In a sense, these are the two mega-themes of the Christian faith: God’s decisive achievement of reconciliation in Christ and the response it summons us to.

But what really gripped me about the talk — and what still grips me about this passage — is how it brings together these two themes.

It all hinges on the third point.

You see, Jesus invites his inner circle to share his agony — following at a distance, keeping watch and praying. And when they fail (not once but three times), he forgives and summons them to renewed obedience.

Verses 40-41 are where things get really interesting.

Notice first how Jesus won’t let them hide from their failure: “Couldn’t you men keep watch with me for one hour?”

As always, God’s forgiveness isn’t a shrugging indifference — as though what we do (or don’t do) doesn’t really matter. That’s what makes is forgiveness.

Notice too how his gentleness and understanding in forgiving — “The spirit is willing, but the flesh is weak” — goes hand-in-hand with a reiterated summons to obedience: “Watch and pray so that you will not fall into temptation.”
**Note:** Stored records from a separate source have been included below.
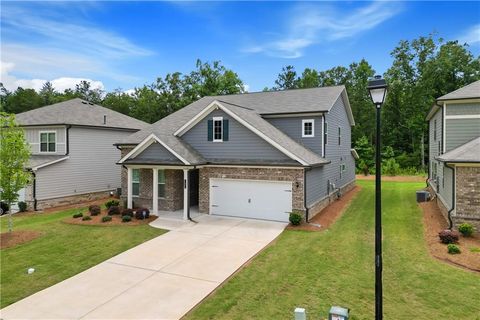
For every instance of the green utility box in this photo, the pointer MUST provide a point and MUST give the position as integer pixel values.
(338, 313)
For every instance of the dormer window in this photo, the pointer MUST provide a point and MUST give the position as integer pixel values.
(308, 128)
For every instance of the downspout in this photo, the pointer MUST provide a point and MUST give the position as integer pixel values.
(449, 214)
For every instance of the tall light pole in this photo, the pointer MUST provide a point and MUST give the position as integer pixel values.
(377, 88)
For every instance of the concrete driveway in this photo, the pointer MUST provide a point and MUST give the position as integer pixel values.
(160, 279)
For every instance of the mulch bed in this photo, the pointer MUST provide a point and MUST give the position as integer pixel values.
(14, 238)
(434, 222)
(393, 178)
(329, 214)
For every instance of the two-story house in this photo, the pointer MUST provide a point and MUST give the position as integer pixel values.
(454, 154)
(256, 155)
(73, 158)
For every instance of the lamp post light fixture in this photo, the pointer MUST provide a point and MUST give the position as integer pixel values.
(377, 88)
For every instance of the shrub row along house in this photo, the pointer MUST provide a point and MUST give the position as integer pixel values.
(454, 152)
(257, 155)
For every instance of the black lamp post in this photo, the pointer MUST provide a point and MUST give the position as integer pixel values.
(377, 88)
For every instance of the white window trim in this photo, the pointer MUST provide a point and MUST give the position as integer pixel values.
(305, 121)
(213, 128)
(40, 141)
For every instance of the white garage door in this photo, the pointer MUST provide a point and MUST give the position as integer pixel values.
(268, 200)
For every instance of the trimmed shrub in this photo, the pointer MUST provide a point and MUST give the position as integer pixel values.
(94, 210)
(295, 218)
(127, 212)
(448, 236)
(22, 206)
(139, 213)
(453, 249)
(466, 229)
(78, 215)
(112, 203)
(113, 210)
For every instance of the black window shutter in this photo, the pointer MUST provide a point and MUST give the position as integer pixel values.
(210, 130)
(225, 129)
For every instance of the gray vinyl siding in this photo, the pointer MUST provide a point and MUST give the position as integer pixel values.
(158, 152)
(460, 131)
(293, 128)
(91, 165)
(32, 135)
(463, 109)
(317, 179)
(242, 143)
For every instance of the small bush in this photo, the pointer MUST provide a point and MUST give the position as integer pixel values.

This transforming forgiveness is what Christ willingly drinks the cup to secure for us.

Ultimately, Gethsemane opens a window into the cross not simply as the objective achievement of reconciliation — securing the possibility of salvation or whatever. It also gives us a glimpse of the ‘subjective’ goal of the cross — the flesh and blood reality of salvation.

For here we see our Saviour choosing to drink the cup we deserve to drink in order to call forth and enable our stumbling and faltering Grace Rather Than Fear-driven obedience

He surrenders to his Father’s will so we might obediently trust.

He pours out the grief and pain in his heart so we might bring our own to God in prayer.

He forgives and restores so we might become agents of transforming forgiveness.

And he clings to his Father so we too might know the light that shines in the darkness…

maybe I’m not so crazy after all…

I’d given up hope of getting a blog post in this week. But inspiration has struck — at 4.30 on Friday afternoon! (Better late than never I guess).

Although, rather than ‘inspiration’ I should say ‘Oliver O’Donovan’…

You see, O’Donovan affirms my recent flip-flopping between conservatism and liberalism when he draws together some observations about the gospel and the created order at the conclusion of a densely-packed few pages of argument in chapter 3 of Resurrection and Moral Order (pages 53-58):

Christian ethics … looks both backwards and forwards, to the origin and to the end of the created order. It respects the natural structures of life in the world, while looking forward to their transformation. This can be seen, for example, in the First Epistle of Peter, which starts with a general characterization of the Christian life in terms of ‘hope’, which is set ‘fully on the grace that is coming to you at the revelation of Jesus Christ’, and then elaborates a special ethics in terms of respectful submission ‘for the Lord’s sake’ to every institution of human life, especially the institutions of government, labour and marriage (1 Pet. 1:13; 2:13ff). There is no conflict here between what might be thought of as the ‘radical’ character of the general outlook and the ‘conservatism’ of the specific counsel. A hope which envisions the transformation of existing natural structures cannot consistently attack or repudiate those structures. Yet the ‘conservatism’ (if it is proper to use the word) includes a sense of distance, which springs from a sharp awareness of how much the institutions need redemption and how transitory is their present form.

I find this heartening. And packed with explosive implications.

Heartening — not only because O’Donovan agrees with me(!) but because I’m due to preach on 1 Peter next semester and this suggests I’m not barking up entirely the wrong tree.

And packed with implications because taking 1 Peter seriously has the potential to lay dynamite at the foot of many cherished ideas about politics, work and relationships on both the right and the left.